Article 7 of the Impeachment: Respondent betrayed the public trust through his partiality in granting a temporary restraining order (TRO) in favor of former President Gloria Macapagal-Arroyo and her husband Jose Miguel Arroyo in order to give them an opportunity to escape prosecution and to frustrate the ends of justice, and in distorting the Supreme Court decision on the effectivity of the TRO in view of a clear failure to comply with the conditions of the Supreme Court’s own TRO.

Article 8 of the Impeachment: Renato Corona betrayed the Public Trust and or committed graft and corruption when he failed and refused to account for the Judiciary Development Fund (JDF) and Special Allowance for the Judiciary (SAJ) collections.

The impeachment trial in the Senate started on Monday, January 16, 2012.

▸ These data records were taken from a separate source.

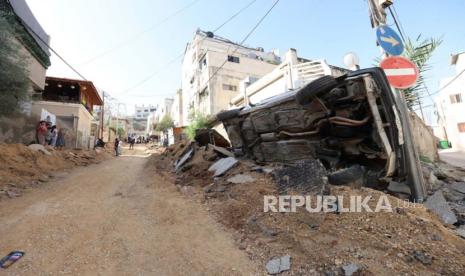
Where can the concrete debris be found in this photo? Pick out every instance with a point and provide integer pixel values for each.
(438, 204)
(261, 169)
(351, 176)
(460, 231)
(452, 195)
(278, 265)
(184, 158)
(396, 187)
(221, 151)
(350, 269)
(241, 178)
(222, 166)
(40, 148)
(205, 136)
(422, 257)
(307, 176)
(458, 186)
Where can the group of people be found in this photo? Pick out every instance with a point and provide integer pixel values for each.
(118, 144)
(48, 134)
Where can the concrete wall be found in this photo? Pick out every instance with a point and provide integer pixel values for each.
(423, 138)
(450, 114)
(67, 112)
(36, 70)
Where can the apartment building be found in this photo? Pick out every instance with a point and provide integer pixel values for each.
(450, 105)
(206, 88)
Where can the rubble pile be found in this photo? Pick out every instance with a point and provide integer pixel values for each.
(23, 166)
(411, 239)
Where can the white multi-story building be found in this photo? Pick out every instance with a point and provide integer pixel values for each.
(176, 109)
(208, 90)
(157, 116)
(450, 105)
(293, 73)
(143, 111)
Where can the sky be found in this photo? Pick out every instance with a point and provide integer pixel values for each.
(120, 44)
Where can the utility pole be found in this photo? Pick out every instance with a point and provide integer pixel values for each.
(416, 181)
(102, 116)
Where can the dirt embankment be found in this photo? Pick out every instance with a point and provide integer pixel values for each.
(22, 167)
(410, 240)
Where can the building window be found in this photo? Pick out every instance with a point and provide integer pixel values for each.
(233, 59)
(229, 87)
(461, 127)
(456, 98)
(203, 63)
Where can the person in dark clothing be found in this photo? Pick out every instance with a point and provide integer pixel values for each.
(117, 141)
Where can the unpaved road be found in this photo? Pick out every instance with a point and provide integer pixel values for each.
(115, 218)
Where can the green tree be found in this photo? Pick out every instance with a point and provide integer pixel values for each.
(198, 121)
(165, 123)
(419, 51)
(14, 81)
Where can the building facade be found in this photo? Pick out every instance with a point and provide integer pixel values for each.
(72, 103)
(144, 111)
(450, 105)
(293, 73)
(31, 39)
(206, 88)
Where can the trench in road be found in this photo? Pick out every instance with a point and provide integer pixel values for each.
(115, 218)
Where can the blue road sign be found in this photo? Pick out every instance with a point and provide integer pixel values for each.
(389, 40)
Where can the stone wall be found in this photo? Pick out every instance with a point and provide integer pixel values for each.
(423, 138)
(18, 129)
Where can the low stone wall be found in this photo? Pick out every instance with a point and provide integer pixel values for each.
(423, 138)
(18, 129)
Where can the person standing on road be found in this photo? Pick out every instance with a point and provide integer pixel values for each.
(132, 140)
(60, 142)
(117, 146)
(53, 136)
(41, 132)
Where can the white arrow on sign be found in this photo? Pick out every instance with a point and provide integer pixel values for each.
(400, 72)
(391, 40)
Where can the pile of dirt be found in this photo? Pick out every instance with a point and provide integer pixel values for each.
(22, 167)
(409, 240)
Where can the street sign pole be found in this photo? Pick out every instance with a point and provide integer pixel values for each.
(417, 182)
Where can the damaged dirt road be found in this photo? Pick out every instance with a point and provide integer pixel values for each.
(113, 219)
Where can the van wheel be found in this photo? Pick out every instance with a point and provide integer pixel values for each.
(314, 89)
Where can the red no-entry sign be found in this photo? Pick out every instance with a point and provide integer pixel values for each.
(401, 72)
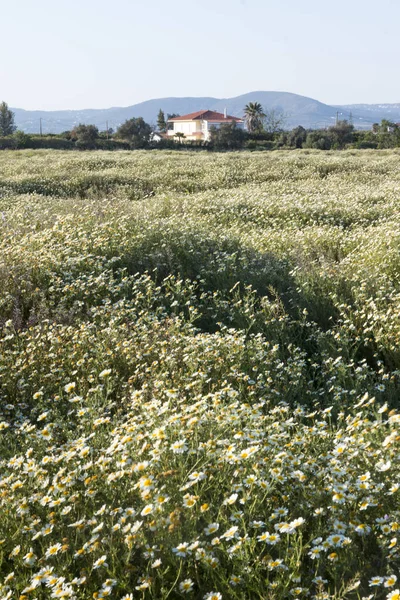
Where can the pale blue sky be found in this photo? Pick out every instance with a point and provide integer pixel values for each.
(59, 54)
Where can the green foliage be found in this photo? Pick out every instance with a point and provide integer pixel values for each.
(199, 389)
(228, 137)
(135, 131)
(161, 122)
(254, 116)
(85, 136)
(7, 124)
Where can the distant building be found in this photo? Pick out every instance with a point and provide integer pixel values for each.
(196, 126)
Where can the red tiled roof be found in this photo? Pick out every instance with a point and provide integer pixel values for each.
(206, 115)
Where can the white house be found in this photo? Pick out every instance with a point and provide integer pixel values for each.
(196, 126)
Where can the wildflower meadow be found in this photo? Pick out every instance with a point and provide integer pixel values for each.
(199, 375)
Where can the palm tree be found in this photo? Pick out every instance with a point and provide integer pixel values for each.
(254, 115)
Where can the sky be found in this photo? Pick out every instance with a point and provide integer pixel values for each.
(71, 54)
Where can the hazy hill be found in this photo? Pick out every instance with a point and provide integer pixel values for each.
(300, 110)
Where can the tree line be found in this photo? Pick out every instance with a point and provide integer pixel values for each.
(265, 130)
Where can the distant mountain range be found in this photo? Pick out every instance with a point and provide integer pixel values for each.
(299, 110)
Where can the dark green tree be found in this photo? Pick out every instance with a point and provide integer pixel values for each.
(85, 136)
(170, 126)
(341, 133)
(7, 124)
(274, 120)
(161, 122)
(227, 137)
(179, 136)
(297, 137)
(135, 131)
(254, 117)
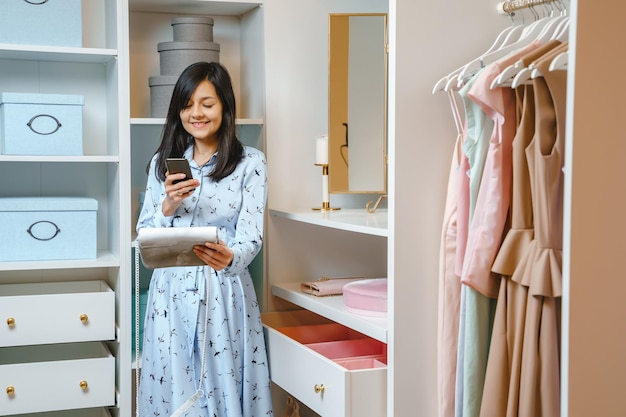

Enriqueta Esguerra-Vidal who is the clerk of court of the Supreme Court was called in as the first witness for the prosecution. She was told to surrender the SALNs (statements of assets, liabilities and net worth) from 2002 to 2010 of the Chief Justice to the impeachment court. At first, Vidal tried to beg the court citing Supreme Court en banc’s May 2, 1989 resolution which prohibit the public disclosure of the SALN of judges and justices.

But in the end, she was forced to turn over Corona’s SALN’s inside a brown envelope to the impeachment court. The prosecution panels received the documents and started to read them, but the Senator Sotto called their attention that the documents should be surrendered to the impeachment court not to the prosecutors. Then the documents are marked as evidence by the court.

Later, Marianito Dimaandal, records custodian of the Office of the President was called. He brought with him the certified copies of the SALN’s of Corona from 1992 to 2002 when Corona was still an Associate Justice of the Supreme Court.